戦国の武士たちは、常に裏切りと死が隣り合わせの世界に生きていました。血で血を洗う日々の中で形成された心の緊張は、並大抵のものではなかったはずです。その極限状態で刻み込まれた癖が、数百年を経ても解けないことは、むしろ自然なことかもしれません。
その一方で、そうした時代を生きながらも、供養塔に入ることができた武士たちもいます。
そこには、現代人が失いつつある「覚悟」や「こころの強さ」もあったのでしょう。
むしろ、欲望にまみれ、この世への未練ばかりが肥大した現代人の方が、あの世へたどり着くのに、戦国の武士以上の時間を要するのではないか——そんな風に感じることもあります。
おわりに
戦い続けることで幸せになれるはずもないのに、固くこわばった信念にしがみつき、さまよい続ける存在たち。
そうした姿を見ると、人間という生き物の切なさ、哀しさを痛感せずにはいられません。
今回は、わたしが過去に出家した寺院のある土地の事情を、ほんのさわりだけお話ししました。

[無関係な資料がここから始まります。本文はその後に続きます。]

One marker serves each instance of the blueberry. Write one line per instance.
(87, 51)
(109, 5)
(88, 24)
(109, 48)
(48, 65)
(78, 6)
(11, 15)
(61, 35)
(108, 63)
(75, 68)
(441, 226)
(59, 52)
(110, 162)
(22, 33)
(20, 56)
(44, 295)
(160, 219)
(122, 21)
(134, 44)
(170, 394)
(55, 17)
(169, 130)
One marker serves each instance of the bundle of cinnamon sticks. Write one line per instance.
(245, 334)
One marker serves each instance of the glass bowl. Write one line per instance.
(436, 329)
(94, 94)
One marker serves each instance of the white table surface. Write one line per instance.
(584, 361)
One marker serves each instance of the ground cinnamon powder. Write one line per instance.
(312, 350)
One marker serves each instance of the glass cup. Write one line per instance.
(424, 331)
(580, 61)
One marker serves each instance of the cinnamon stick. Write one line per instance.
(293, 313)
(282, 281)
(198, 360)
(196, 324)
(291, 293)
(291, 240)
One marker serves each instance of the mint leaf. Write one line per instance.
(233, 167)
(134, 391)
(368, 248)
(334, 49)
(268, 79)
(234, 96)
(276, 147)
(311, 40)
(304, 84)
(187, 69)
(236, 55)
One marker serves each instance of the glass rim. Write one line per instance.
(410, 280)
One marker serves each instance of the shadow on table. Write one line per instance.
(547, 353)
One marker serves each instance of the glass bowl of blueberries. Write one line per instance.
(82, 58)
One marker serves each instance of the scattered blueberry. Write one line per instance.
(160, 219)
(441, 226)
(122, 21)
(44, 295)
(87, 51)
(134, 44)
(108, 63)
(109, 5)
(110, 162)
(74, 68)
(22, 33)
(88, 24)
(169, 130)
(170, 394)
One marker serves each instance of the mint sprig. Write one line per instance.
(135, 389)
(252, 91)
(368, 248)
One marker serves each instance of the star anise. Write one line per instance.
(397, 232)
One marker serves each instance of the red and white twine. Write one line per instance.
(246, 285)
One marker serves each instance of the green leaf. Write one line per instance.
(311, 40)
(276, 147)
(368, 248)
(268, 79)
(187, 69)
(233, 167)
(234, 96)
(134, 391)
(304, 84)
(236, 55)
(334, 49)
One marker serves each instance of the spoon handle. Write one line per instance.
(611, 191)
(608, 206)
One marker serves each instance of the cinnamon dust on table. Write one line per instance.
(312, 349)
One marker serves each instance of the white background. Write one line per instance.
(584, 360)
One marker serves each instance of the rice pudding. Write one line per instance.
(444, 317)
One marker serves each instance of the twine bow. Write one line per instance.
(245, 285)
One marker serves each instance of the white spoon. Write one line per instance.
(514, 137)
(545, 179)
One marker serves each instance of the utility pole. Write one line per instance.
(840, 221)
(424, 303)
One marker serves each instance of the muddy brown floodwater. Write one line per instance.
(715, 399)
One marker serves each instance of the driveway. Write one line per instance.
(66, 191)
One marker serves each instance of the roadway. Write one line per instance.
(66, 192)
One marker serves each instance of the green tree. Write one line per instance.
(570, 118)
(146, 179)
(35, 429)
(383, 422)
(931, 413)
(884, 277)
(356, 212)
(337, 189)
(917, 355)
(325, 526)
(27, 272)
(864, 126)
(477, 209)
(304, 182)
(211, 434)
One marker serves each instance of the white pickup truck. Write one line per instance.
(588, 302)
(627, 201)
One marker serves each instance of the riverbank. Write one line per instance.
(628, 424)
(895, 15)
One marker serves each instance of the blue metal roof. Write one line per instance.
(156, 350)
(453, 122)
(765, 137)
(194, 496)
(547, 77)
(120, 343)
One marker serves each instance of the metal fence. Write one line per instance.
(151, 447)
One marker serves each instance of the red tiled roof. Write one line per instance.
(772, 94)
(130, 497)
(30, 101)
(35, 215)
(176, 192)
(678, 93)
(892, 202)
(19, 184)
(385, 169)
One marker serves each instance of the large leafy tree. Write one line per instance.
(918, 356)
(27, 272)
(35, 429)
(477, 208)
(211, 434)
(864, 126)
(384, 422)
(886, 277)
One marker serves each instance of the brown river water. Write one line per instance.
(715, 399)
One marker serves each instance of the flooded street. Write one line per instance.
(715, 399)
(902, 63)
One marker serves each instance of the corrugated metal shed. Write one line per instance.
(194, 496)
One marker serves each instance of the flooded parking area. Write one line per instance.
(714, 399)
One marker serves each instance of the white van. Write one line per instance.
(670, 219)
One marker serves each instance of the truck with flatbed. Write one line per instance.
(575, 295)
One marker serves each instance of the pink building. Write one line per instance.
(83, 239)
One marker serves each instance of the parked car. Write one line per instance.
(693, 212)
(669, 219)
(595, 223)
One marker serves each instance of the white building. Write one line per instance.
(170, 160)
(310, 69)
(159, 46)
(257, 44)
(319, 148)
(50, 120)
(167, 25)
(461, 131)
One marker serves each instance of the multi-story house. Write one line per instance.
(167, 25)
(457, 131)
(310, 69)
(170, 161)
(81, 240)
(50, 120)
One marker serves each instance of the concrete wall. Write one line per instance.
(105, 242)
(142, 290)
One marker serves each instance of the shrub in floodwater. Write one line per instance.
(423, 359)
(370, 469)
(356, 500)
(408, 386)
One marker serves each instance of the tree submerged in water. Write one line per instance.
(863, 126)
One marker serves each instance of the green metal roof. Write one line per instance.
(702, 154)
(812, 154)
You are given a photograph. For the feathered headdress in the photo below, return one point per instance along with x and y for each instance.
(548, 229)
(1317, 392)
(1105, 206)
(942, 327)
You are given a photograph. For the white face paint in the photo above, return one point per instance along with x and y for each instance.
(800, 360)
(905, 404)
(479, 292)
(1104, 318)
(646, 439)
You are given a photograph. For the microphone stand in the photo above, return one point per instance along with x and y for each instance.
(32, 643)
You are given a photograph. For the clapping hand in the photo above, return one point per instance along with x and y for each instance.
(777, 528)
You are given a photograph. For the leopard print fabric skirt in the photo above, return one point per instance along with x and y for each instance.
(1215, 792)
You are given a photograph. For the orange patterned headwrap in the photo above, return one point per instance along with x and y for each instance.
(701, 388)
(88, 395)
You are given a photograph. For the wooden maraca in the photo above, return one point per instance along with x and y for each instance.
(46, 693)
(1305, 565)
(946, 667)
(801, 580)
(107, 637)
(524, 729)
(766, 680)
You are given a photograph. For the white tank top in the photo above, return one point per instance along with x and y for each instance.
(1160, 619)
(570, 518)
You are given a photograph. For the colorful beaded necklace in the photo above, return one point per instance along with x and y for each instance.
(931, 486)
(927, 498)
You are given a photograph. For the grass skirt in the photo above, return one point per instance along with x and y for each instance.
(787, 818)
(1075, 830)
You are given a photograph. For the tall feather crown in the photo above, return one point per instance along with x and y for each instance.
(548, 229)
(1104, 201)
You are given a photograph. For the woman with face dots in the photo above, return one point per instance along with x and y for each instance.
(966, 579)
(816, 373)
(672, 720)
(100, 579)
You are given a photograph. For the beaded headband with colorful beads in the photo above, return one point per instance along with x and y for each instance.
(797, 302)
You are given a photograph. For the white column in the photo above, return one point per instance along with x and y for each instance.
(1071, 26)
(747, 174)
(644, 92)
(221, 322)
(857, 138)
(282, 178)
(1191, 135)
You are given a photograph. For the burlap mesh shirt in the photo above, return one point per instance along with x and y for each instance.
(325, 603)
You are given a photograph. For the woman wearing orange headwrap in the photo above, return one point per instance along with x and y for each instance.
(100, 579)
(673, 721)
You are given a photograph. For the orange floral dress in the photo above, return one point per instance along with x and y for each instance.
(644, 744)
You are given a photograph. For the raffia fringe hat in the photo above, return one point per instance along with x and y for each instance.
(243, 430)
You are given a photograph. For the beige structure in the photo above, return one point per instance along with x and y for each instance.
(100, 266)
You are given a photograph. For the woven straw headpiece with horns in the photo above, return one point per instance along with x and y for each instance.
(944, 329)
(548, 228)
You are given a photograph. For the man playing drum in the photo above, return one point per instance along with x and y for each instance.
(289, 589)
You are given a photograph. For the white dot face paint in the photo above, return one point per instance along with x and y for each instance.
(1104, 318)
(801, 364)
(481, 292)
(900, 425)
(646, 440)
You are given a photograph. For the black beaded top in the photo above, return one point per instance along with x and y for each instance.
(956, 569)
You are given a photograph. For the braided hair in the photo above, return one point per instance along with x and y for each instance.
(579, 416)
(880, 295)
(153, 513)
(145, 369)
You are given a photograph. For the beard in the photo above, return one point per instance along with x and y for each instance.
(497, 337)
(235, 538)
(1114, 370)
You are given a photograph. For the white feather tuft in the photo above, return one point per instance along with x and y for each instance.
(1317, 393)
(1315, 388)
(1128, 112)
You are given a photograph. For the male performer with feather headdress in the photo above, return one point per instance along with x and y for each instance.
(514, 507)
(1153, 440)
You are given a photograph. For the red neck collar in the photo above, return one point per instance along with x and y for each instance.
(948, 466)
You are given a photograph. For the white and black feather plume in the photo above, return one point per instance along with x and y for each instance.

いま風に言えば「事故物件」と言える場所かもしれません。しかし、たまたまそこに建てられたのではなく、あえてその地を選び、その歴史と向き合う場として寺院が建立されたこと——そこに大きな意味があります。
語るべきことは、まだ数え切れないほど残っています。
長くなってしまいますので、今回はこのあたりで区切りとし、次回は「目に見えない世界」について、もう少し掘り下げてお話ししてみたいと思います。